Evolvable Artificial Intelligence for Predictive Maintenance
Reference number | |
Coordinator | Karlstads universitet - Karlstads universitet Inst f matematik & datavetenskap |
Funding from Vinnova | SEK 3 767 784 |
Project duration | September 2024 - February 2028 |
Status | Ongoing |
Venture | Advanced digitalization - Enabling technologies |
Call | AI for advanced digitalization 2024 |
Purpose and goal
The most accurate AI-based predictive maintenance techniques require training data abound past equipment failures or a saved history of equipment´s health trends. This type of data is rarely available in sufficient quantities because equipment should not fail. In this project, we are going to design an evolvable AI framework for predictive maintenance.

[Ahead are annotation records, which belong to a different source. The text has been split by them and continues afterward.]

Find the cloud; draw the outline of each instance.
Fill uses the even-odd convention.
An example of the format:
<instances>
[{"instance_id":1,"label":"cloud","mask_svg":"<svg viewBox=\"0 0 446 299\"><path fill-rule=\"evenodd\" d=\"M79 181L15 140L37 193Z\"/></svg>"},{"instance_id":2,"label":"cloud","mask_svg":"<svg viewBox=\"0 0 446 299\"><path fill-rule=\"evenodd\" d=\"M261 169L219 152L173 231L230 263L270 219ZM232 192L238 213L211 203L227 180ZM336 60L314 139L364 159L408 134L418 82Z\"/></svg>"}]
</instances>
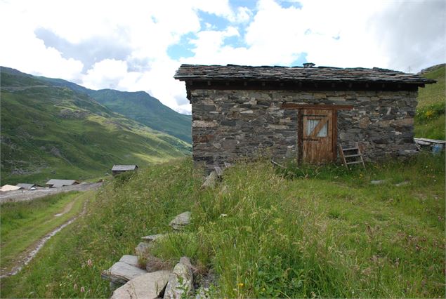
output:
<instances>
[{"instance_id":1,"label":"cloud","mask_svg":"<svg viewBox=\"0 0 446 299\"><path fill-rule=\"evenodd\" d=\"M306 60L417 72L445 62L443 0L240 3L4 1L0 64L92 88L145 91L190 112L184 83L173 79L181 63Z\"/></svg>"}]
</instances>

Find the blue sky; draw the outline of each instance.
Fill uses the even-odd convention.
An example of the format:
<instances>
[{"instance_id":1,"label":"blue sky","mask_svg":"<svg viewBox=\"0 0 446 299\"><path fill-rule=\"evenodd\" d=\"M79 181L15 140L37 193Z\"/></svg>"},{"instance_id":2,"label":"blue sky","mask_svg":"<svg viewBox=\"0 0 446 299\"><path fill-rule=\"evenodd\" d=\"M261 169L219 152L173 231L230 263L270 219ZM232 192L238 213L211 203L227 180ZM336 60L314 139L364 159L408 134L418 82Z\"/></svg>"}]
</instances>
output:
<instances>
[{"instance_id":1,"label":"blue sky","mask_svg":"<svg viewBox=\"0 0 446 299\"><path fill-rule=\"evenodd\" d=\"M0 0L0 65L190 113L182 63L385 67L445 61L444 0ZM51 9L49 8L51 8ZM19 20L19 22L18 22ZM11 25L13 24L13 26Z\"/></svg>"}]
</instances>

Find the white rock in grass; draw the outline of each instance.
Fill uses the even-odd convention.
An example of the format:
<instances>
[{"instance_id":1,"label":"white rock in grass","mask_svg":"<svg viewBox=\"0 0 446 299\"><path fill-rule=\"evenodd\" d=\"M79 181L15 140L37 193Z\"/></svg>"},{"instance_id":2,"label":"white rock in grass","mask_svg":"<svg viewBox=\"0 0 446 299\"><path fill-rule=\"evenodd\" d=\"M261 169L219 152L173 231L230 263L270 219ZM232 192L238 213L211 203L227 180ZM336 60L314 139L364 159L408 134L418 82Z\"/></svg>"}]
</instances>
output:
<instances>
[{"instance_id":1,"label":"white rock in grass","mask_svg":"<svg viewBox=\"0 0 446 299\"><path fill-rule=\"evenodd\" d=\"M123 255L110 269L103 271L102 277L116 284L124 284L131 279L147 273L138 267L138 257Z\"/></svg>"},{"instance_id":2,"label":"white rock in grass","mask_svg":"<svg viewBox=\"0 0 446 299\"><path fill-rule=\"evenodd\" d=\"M145 255L149 252L149 249L152 247L152 244L147 242L140 242L135 247L135 253L138 256Z\"/></svg>"},{"instance_id":3,"label":"white rock in grass","mask_svg":"<svg viewBox=\"0 0 446 299\"><path fill-rule=\"evenodd\" d=\"M170 274L170 271L162 270L140 275L116 289L112 295L112 298L154 299L158 298L166 286Z\"/></svg>"},{"instance_id":4,"label":"white rock in grass","mask_svg":"<svg viewBox=\"0 0 446 299\"><path fill-rule=\"evenodd\" d=\"M178 215L169 224L173 230L182 230L185 226L190 223L190 212L184 212Z\"/></svg>"},{"instance_id":5,"label":"white rock in grass","mask_svg":"<svg viewBox=\"0 0 446 299\"><path fill-rule=\"evenodd\" d=\"M132 266L138 267L138 256L124 254L119 259L119 262L124 262Z\"/></svg>"},{"instance_id":6,"label":"white rock in grass","mask_svg":"<svg viewBox=\"0 0 446 299\"><path fill-rule=\"evenodd\" d=\"M372 180L370 181L370 184L372 185L381 185L386 182L386 180Z\"/></svg>"},{"instance_id":7,"label":"white rock in grass","mask_svg":"<svg viewBox=\"0 0 446 299\"><path fill-rule=\"evenodd\" d=\"M183 257L169 277L164 299L187 297L193 288L193 277L189 258Z\"/></svg>"},{"instance_id":8,"label":"white rock in grass","mask_svg":"<svg viewBox=\"0 0 446 299\"><path fill-rule=\"evenodd\" d=\"M161 239L164 237L166 237L165 234L150 234L149 236L141 237L141 239L147 242L152 242L154 241L157 241L158 239Z\"/></svg>"}]
</instances>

The framework should enable models to be improved systematically highly degree automated by using data from other similar equipment, data from anomalies investigated by domain experts and synthetic data.
Expected effects and result
The project is expected to provide an innovative method for the common situation of having only insufficient training data for the introduction of predictive maintenance techniques. The method then enables these techniques to evolve and improve consistently. As the intention is to implement the concepts based on existing open-source MLOps platforms and to make prototypes available to other Swedish companies, the project is expected to benefit the Swedish manufacturing industry as a whole.
Planned approach and implementation
The framework will be developed in an iterative process and will be based on an integration of techniques combining state-of-the-art predictive maintenance techniques, probabilistic modelling, transfer learning and synthetic data. A prototype of the framework will be implemented and evaluated for a use case from the forest and paper industry.